14. Member Obligations. Member’s obligations under these terms shall continue so long as they remain a Member of the PC-ISAO, except that the obligations of confidentiality of Data as provided herein shall survive the expiration of the Membership.
15. Incident Reporting. Any suspected or actual compromise of the PC-ISAO Members portal, disclosure of Data beyond the designated TLP restrictions, or violation of these ToS shall be immediately reported to info@uscdec.org.
16. Term and Termination of Membership. Membership shall automatically renew annually unless terminated by either Party. Member may terminate its PC-ISAO Membership at any time upon written notice to the PC-ISAO. PC-ISAO may terminate a Membership at any time upon written notice to the Member. Neither PC-ISAO nor its employees, agents, contractors, subcontractors, information providers, or other PC-ISAO Members shall be liable to Member for any costs, expenses or damages whatsoever for terminating a Member, and Member shall not be entitled to any refunds for amounts paid to PC-ISAO.
17. Indemnification. Each Party shall indemnify, defend and hold harmless the other Party and its respective directors, officers, employees and agents, from and against any claims, losses, damages or expenses (including reasonable attorney fees, expenses and disbursements) by third parties pertaining to the actual or alleged infringement of any intellectual property right, including, without limitation, patents, copyrights, trademarks, service marks, or misappropriation of trade secrets or any similar property rights, arising from the indemnified Party accessing, using or distributing information provided by the indemnifying Party, while in accordance with the ToS for PC-ISAO Membership.
18. Limitation of Liability. In no event shall either Party be liable to the other Party or to any third party for incidental, special, punitive, or consequential damages (including without limitation lost profits) arising from PC-ISAO Membership, even if such Party or Member has been advised of the possibility of such damages. PC-ISAO’s maximum liability to a Member under this Membership shall be zero U.S. Dollars. Notwithstanding the foregoing, no limitation of either Party’s liability shall apply with respect to any claims based on such Party’s fraud, willful misconduct or gross negligence, indemnification obligations, or breaches of confidentiality.

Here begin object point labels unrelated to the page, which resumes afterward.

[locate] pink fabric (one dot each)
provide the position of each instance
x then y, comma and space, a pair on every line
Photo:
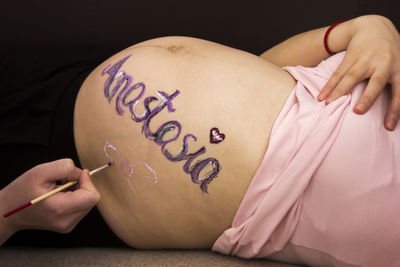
330, 180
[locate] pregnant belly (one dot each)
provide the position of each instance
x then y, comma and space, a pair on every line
186, 123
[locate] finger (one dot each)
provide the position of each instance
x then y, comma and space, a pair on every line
393, 114
375, 86
355, 74
85, 197
58, 170
343, 68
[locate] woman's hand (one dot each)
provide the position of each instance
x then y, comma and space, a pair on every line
373, 52
60, 212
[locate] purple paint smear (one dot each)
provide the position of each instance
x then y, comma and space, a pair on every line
121, 79
132, 171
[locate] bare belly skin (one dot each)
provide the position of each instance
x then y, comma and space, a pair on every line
186, 135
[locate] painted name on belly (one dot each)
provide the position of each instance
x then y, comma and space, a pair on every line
123, 88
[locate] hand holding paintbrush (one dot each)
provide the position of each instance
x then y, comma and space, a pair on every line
60, 212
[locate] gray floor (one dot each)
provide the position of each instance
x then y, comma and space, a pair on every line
90, 256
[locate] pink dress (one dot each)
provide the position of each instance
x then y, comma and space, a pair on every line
328, 189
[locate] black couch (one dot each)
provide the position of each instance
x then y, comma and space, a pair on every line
96, 29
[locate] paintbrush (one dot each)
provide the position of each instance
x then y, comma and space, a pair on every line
49, 194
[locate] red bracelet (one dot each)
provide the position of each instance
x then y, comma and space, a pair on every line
326, 36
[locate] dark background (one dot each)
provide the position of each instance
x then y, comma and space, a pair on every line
103, 27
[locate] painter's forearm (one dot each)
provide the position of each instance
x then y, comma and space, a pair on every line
307, 48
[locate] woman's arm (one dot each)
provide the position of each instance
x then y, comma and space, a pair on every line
307, 48
373, 52
60, 212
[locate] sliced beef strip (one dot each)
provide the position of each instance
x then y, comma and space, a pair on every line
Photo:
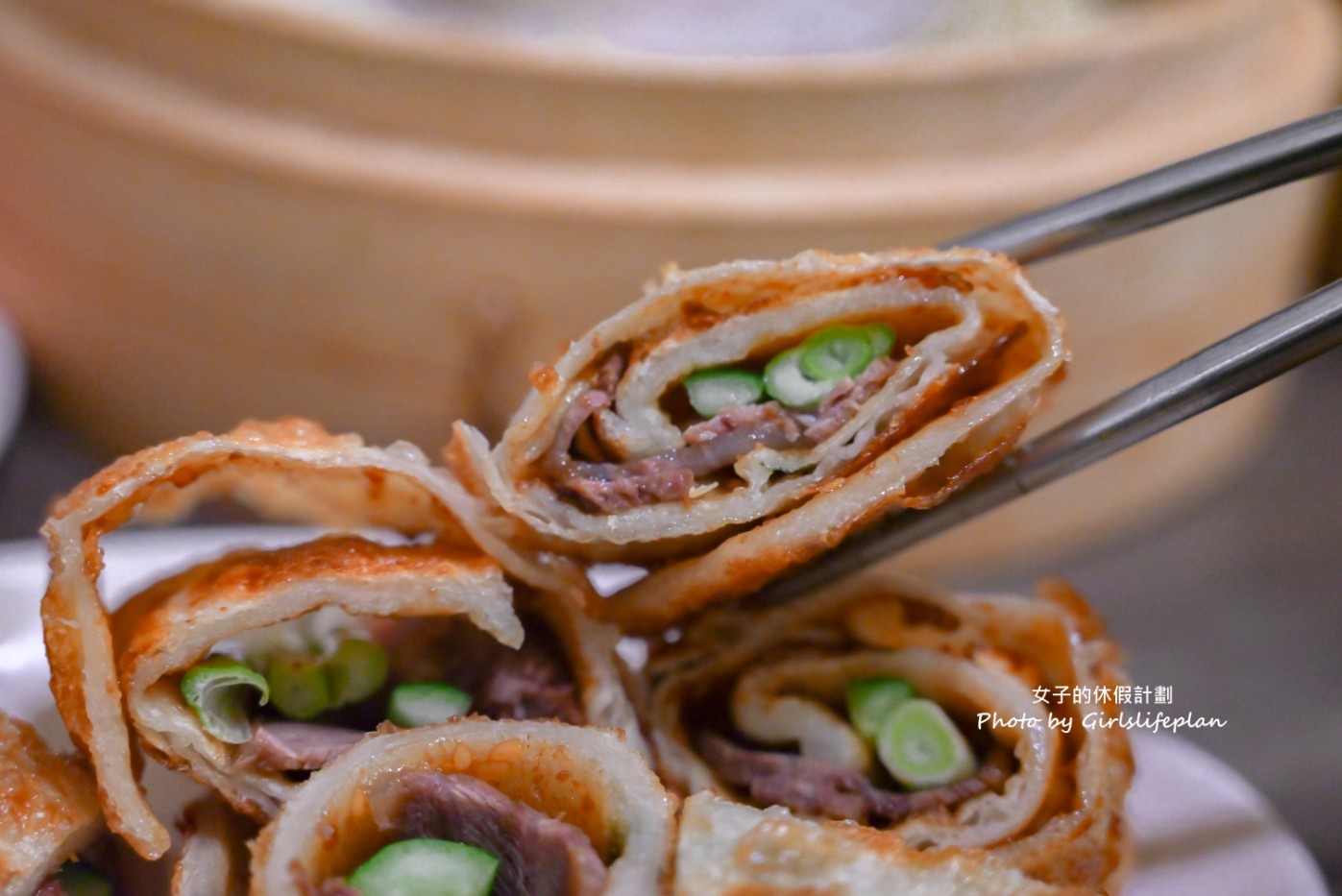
296, 746
538, 855
607, 487
533, 682
814, 787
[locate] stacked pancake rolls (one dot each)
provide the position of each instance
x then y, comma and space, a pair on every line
423, 687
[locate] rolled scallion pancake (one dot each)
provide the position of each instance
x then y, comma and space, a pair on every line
729, 849
558, 808
743, 418
48, 809
936, 719
291, 469
413, 625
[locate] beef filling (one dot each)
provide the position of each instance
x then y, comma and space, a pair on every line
538, 855
712, 446
814, 787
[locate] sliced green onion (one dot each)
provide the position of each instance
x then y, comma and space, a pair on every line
220, 690
882, 338
871, 702
787, 382
835, 353
81, 880
717, 388
418, 703
922, 747
427, 866
355, 671
298, 686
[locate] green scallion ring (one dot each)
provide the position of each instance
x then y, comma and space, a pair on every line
419, 703
921, 746
835, 353
355, 671
717, 388
871, 702
785, 381
298, 686
220, 690
427, 865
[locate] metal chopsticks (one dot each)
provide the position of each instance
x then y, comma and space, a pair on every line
1217, 373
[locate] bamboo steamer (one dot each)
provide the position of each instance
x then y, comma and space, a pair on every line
212, 209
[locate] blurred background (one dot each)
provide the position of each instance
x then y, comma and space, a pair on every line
381, 212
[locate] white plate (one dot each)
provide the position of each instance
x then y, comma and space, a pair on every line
1199, 827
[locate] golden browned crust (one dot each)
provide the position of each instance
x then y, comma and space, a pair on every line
291, 469
213, 851
48, 808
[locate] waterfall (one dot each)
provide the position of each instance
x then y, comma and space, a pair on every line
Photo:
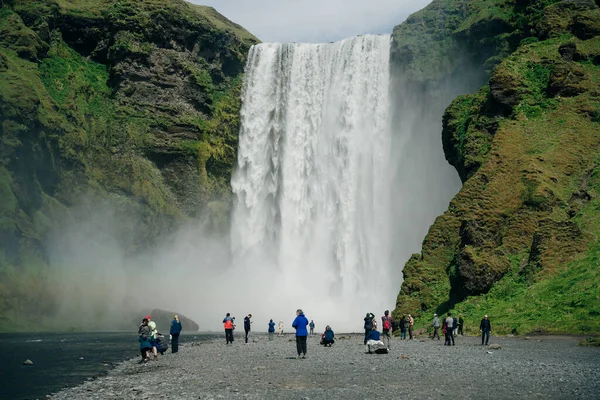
311, 224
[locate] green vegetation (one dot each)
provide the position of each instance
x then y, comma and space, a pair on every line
132, 104
520, 240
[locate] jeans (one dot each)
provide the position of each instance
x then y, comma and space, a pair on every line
229, 335
386, 337
301, 344
175, 343
449, 337
485, 335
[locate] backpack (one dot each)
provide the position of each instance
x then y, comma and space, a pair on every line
386, 324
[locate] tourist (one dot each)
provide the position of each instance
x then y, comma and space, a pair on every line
374, 343
368, 325
174, 332
455, 326
436, 326
153, 336
402, 326
144, 333
486, 328
271, 330
247, 324
328, 337
386, 326
449, 327
228, 325
300, 323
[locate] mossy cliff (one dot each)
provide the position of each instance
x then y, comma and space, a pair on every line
129, 103
521, 240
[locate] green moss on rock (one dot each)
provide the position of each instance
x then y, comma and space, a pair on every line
523, 229
107, 105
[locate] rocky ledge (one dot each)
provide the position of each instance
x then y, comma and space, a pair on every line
543, 367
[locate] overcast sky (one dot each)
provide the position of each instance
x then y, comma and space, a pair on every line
315, 20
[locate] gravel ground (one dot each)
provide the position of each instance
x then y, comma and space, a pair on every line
524, 368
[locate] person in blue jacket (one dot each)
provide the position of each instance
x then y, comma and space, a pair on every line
175, 331
271, 330
374, 334
300, 324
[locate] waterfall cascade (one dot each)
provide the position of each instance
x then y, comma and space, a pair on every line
312, 219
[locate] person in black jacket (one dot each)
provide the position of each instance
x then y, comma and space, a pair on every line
247, 323
368, 325
486, 328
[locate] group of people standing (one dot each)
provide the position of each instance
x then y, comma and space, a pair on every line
300, 325
452, 327
151, 340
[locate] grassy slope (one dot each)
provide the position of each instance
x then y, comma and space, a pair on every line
73, 133
520, 239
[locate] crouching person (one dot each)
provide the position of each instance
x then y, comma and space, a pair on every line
374, 343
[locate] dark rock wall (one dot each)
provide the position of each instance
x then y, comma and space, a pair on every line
525, 146
131, 106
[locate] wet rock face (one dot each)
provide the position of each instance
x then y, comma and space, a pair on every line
131, 106
524, 146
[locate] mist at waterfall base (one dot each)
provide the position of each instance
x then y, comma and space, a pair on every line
335, 188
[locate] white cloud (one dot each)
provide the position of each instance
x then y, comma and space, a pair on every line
315, 20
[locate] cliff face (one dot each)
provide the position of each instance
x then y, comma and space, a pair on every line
520, 240
129, 105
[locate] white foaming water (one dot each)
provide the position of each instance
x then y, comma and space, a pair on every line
312, 222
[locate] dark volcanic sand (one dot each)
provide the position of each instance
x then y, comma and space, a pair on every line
538, 368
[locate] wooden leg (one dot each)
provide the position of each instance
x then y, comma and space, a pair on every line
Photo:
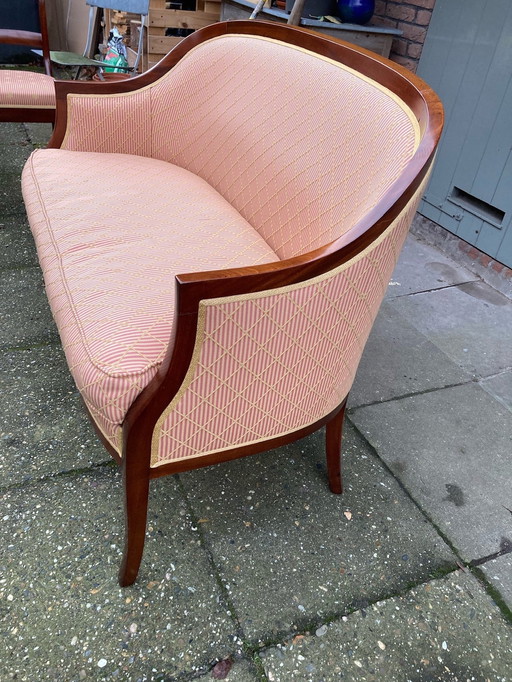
136, 491
333, 436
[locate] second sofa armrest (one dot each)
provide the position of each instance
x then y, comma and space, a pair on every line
102, 117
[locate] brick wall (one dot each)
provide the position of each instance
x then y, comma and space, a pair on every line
412, 17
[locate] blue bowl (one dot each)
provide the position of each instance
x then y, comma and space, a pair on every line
356, 11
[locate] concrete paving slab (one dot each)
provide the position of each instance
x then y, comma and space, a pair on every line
447, 630
63, 615
452, 450
24, 311
16, 243
14, 151
233, 670
43, 426
470, 323
39, 133
11, 200
500, 387
290, 552
498, 572
399, 360
423, 268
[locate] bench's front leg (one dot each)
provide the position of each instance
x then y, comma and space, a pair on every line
136, 494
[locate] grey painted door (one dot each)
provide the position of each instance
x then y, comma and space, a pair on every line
467, 59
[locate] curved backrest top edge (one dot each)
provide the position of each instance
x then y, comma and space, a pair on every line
408, 87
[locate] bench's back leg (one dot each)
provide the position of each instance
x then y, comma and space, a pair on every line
333, 437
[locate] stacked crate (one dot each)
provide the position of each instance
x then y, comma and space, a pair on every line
164, 21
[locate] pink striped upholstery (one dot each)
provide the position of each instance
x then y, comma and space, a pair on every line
274, 362
205, 183
302, 175
112, 231
26, 89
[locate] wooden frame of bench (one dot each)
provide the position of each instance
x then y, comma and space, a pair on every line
193, 288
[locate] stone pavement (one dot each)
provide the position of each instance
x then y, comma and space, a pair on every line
253, 570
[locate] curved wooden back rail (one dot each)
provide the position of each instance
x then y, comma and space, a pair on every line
39, 107
199, 294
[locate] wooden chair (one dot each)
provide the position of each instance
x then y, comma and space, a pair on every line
26, 95
280, 170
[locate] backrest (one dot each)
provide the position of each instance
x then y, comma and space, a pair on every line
300, 145
32, 39
133, 6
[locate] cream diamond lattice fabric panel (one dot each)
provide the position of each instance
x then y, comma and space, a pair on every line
112, 231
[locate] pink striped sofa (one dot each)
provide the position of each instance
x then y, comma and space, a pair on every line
216, 237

19. Limited Release. PC-ISAO may use Member organization name and visuals (e.g., seal, logo) to confirm in discussions, presentations, and print, both public and private, future, current, or past delivery of ISAO services to Member organization. The PC-ISAO may not indicate anything other than Member’s organization’s participation in the ISAO.
20. Severability. Should any court of competent jurisdiction consider any provision of these ToS to be invalid, illegal, or unenforceable, such provisions shall be considered severed from these ToS. All other provisions, rights, and obligations shall continue without regard to the severed provision(s).
21. Entire Understanding. These ToS contain the entire understanding between PC-ISAO and Member with respect to the Proprietary Information described herein and supersedes all prior understandings whether written or oral. This provision does not apply to non-ISAO written or oral understandings between US CyberDome Education Center and the Member organization.